Sure, chosen to leave him risking those things. She should definitely stay as a consequence of her poor decisions 🙄 FFS, why do women not support each other? She made a poor decision to have a baby with this man. Nothing can change that now. Does she have to be attacked for that choice over and over even when she’s trying to right her wrong. Clearly she does. I’m so done with Mumsnet

AllThePotatoesAreSinging · 08/03/2024 19:11

His company pays your salary. It needs to continue or it’s sex discrimination. He can’t just sack you or stop paying you because you’ve split up.

his company owns the property. Are you a director?

He will only pay himself minimum wage: dividends aren’t as attractive as they once were. They count as income though. If he’s got an accountant they should have been declared to HMRC. If he is hiding his income then apply to CMS for an additional income variation:

If you think he is diverting his salary then this is also grounds for a variation.

good luck x

Wizzadorra70 · 08/03/2024 19:16

I work for my husband and don't have an employment contract with the company (limited). I think it would be quite unusual for this, unless you had the job before you became a couple.

Do you have family you can stay with and get back on your feet? You've given him your trust and he's shown you what sort of person he is. Chalk it up to experience, you have a wonderful baby and he's the loser in all of this. It'll get better.

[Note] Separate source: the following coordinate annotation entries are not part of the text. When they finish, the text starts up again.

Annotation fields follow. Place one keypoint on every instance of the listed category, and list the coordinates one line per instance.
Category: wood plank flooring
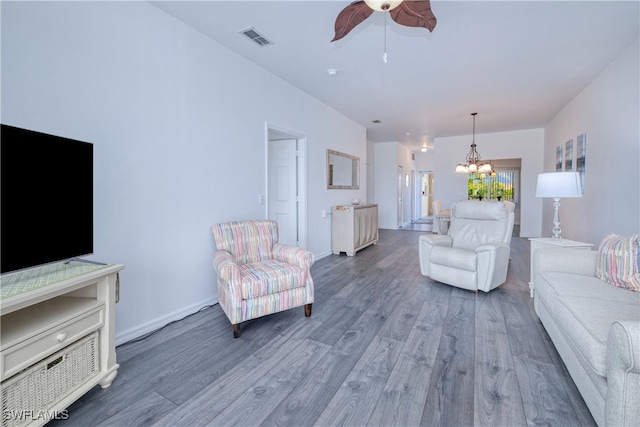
(385, 346)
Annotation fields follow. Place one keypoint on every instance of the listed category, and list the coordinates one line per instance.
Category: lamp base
(556, 219)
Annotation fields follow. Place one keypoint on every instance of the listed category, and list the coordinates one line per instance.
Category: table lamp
(558, 185)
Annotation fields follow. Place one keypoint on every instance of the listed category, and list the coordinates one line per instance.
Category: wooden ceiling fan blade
(349, 17)
(415, 13)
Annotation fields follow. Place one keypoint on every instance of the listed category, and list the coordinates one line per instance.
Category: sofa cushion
(555, 285)
(586, 323)
(462, 259)
(269, 277)
(618, 261)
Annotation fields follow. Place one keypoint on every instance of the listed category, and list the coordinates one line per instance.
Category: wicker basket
(28, 395)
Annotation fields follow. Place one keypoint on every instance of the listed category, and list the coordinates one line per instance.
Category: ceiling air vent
(256, 37)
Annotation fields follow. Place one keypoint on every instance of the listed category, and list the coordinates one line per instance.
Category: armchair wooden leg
(236, 330)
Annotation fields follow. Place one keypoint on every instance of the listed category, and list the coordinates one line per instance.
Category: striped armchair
(256, 274)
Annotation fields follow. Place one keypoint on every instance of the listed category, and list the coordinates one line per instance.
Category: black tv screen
(46, 198)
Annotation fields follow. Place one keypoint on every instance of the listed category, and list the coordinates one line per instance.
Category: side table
(550, 242)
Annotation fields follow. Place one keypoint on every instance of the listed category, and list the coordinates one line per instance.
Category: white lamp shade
(559, 185)
(383, 5)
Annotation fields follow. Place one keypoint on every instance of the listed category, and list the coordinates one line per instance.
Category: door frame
(301, 176)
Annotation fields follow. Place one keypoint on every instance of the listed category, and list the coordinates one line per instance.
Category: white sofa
(595, 327)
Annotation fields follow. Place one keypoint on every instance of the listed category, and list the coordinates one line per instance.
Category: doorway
(425, 195)
(286, 184)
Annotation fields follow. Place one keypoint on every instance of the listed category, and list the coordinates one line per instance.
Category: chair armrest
(623, 374)
(436, 239)
(492, 247)
(293, 255)
(576, 261)
(225, 265)
(425, 243)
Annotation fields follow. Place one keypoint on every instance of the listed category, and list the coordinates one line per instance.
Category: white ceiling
(516, 63)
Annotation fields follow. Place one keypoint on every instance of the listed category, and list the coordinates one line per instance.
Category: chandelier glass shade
(473, 161)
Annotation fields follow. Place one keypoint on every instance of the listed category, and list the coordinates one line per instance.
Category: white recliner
(474, 255)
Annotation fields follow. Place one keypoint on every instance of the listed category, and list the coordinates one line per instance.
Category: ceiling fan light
(383, 5)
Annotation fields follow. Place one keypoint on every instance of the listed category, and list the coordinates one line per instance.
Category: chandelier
(473, 159)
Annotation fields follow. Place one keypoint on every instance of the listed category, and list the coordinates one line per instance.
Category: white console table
(550, 242)
(353, 227)
(57, 337)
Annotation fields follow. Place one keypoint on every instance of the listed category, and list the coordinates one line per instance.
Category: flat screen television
(46, 196)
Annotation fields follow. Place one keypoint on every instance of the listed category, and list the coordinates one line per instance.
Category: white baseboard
(528, 235)
(323, 254)
(145, 328)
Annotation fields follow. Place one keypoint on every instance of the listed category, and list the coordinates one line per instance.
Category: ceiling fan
(416, 13)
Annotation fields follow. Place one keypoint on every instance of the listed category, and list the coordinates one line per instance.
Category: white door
(283, 189)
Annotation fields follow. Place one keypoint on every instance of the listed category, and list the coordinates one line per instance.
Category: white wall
(524, 144)
(607, 111)
(386, 183)
(178, 126)
(387, 157)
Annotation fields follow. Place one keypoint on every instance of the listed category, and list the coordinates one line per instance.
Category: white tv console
(57, 338)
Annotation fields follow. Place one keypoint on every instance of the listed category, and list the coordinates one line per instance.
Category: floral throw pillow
(618, 261)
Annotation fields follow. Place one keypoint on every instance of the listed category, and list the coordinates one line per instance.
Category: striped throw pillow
(618, 259)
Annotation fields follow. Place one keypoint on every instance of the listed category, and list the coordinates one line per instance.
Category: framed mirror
(343, 171)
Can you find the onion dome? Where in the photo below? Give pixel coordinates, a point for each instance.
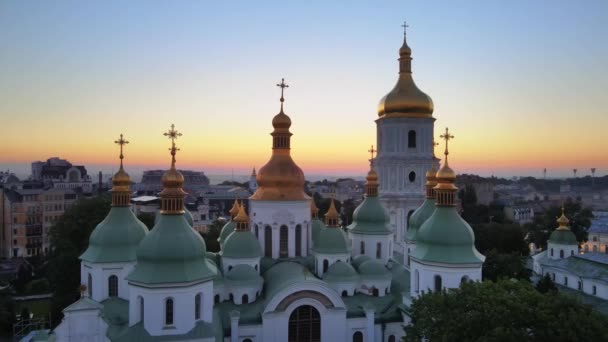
(405, 100)
(116, 238)
(340, 272)
(280, 179)
(563, 235)
(423, 212)
(172, 252)
(445, 237)
(370, 217)
(374, 269)
(241, 243)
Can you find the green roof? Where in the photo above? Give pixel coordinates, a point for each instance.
(419, 217)
(446, 238)
(371, 218)
(563, 237)
(116, 238)
(172, 253)
(332, 241)
(340, 272)
(227, 229)
(241, 244)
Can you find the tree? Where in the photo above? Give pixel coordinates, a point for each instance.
(69, 238)
(507, 310)
(546, 284)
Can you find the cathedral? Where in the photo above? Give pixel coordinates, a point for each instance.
(283, 273)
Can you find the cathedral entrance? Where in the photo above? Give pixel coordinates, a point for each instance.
(305, 325)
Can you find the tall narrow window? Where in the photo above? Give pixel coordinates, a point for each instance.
(169, 311)
(283, 242)
(113, 286)
(298, 240)
(268, 241)
(411, 139)
(197, 307)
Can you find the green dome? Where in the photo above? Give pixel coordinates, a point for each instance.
(359, 259)
(244, 275)
(445, 237)
(241, 244)
(563, 237)
(419, 217)
(374, 269)
(370, 218)
(332, 241)
(116, 238)
(317, 227)
(340, 272)
(172, 253)
(226, 230)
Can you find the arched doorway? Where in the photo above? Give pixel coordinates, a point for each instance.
(305, 325)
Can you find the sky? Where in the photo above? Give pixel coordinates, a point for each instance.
(521, 84)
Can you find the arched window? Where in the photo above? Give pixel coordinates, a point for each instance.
(113, 286)
(411, 139)
(298, 240)
(412, 176)
(169, 311)
(90, 285)
(283, 242)
(197, 306)
(304, 325)
(438, 285)
(268, 241)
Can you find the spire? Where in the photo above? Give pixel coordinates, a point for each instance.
(241, 219)
(445, 190)
(563, 221)
(172, 195)
(121, 182)
(332, 216)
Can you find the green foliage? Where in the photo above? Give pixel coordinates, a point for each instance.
(506, 310)
(543, 225)
(546, 284)
(504, 266)
(69, 239)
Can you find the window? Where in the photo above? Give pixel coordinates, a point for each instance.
(169, 311)
(411, 139)
(298, 240)
(438, 285)
(304, 325)
(113, 286)
(283, 242)
(197, 307)
(268, 241)
(412, 176)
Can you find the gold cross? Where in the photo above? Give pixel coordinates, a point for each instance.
(121, 141)
(447, 137)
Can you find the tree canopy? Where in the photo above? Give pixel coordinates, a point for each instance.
(507, 310)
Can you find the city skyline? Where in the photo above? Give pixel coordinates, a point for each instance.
(76, 76)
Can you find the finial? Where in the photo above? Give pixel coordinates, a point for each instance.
(121, 142)
(447, 137)
(282, 85)
(173, 134)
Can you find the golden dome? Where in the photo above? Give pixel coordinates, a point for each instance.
(405, 100)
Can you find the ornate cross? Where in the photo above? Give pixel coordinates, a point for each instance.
(121, 141)
(405, 26)
(447, 137)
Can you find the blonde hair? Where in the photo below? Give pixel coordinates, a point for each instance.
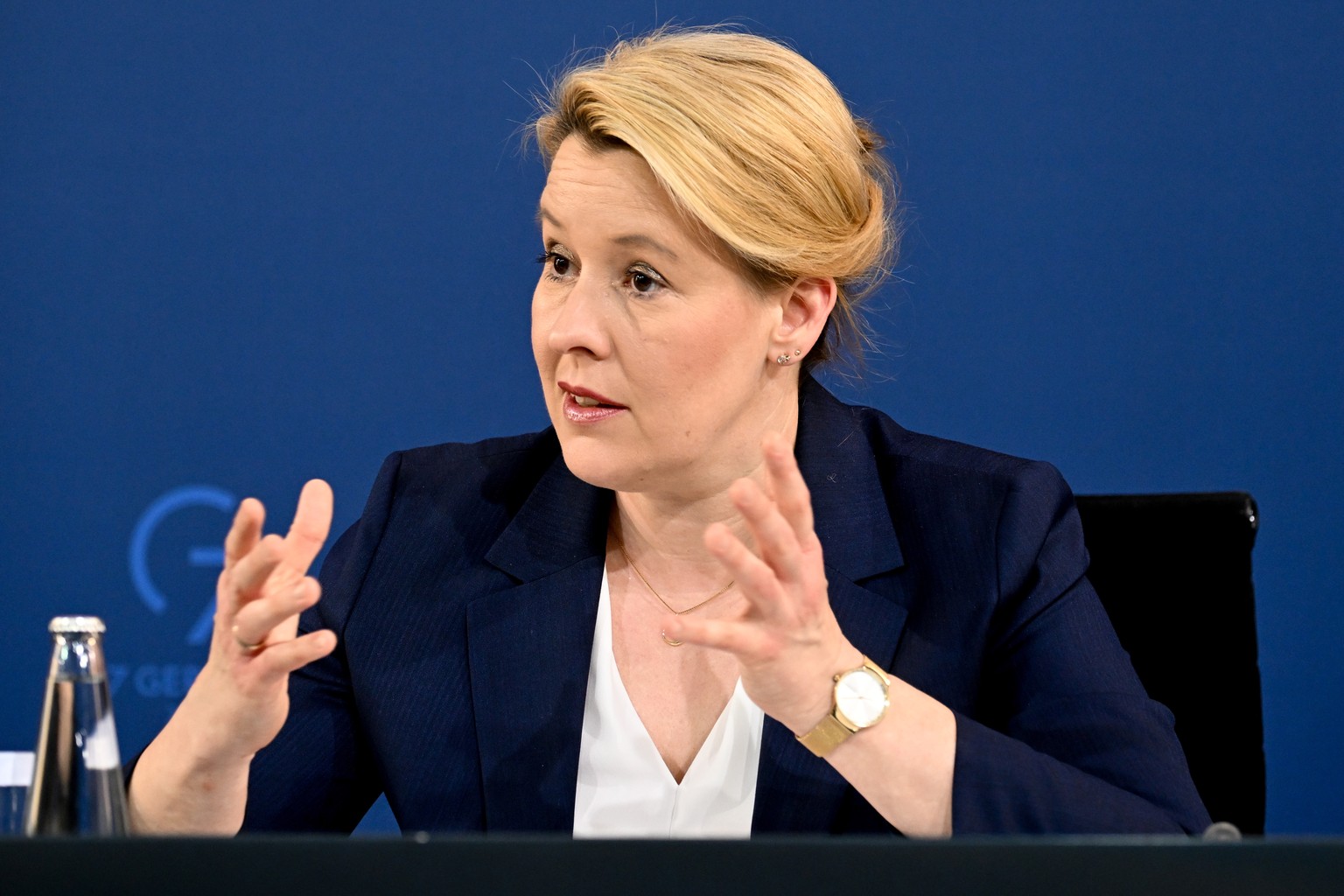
(756, 144)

tribpot · 08/03/2024 19:20

I was going to raise the point that @AllThePotatoesAreSinging has made - he doesn't own the house, his company owns the house. If you do consult a lawyer, OP, do make this clear. I think it will make it even more unlikely you are able to claim anything from him.

Very sorry you are in this situation.

Obeast · 08/03/2024 19:37

@thatneverhappened I don't understand what you're saying. Can you copy and paste the 'attacking' you've seen? Or who told her to stay living in the man's property?

TheFormidableMrsC · 08/03/2024 19:43

@candyisdandybutliquorisquicker While I agree with all the points you make and that OP could have taken steps to protect herself, I don't agree that the whole system doesn't require updating. The world has evolved, lots of people co-habit, blended families etc etc. There has to be a better legal system where co-habiting couples are better protected in the case of a split. Everything is based on marriage, which is becoming less and less fashionable and it's outdated. I think there needs to be some change.

Nonewclothes2024 · 08/03/2024 20:15

Peekaboobo · 08/03/2024 14:53

You're entitled to child support which i think would be about £225 per month.

You'd also get universal tax credits and child benefit.

Depends how much he earns. If he pays himself nothing , she'll get nothing.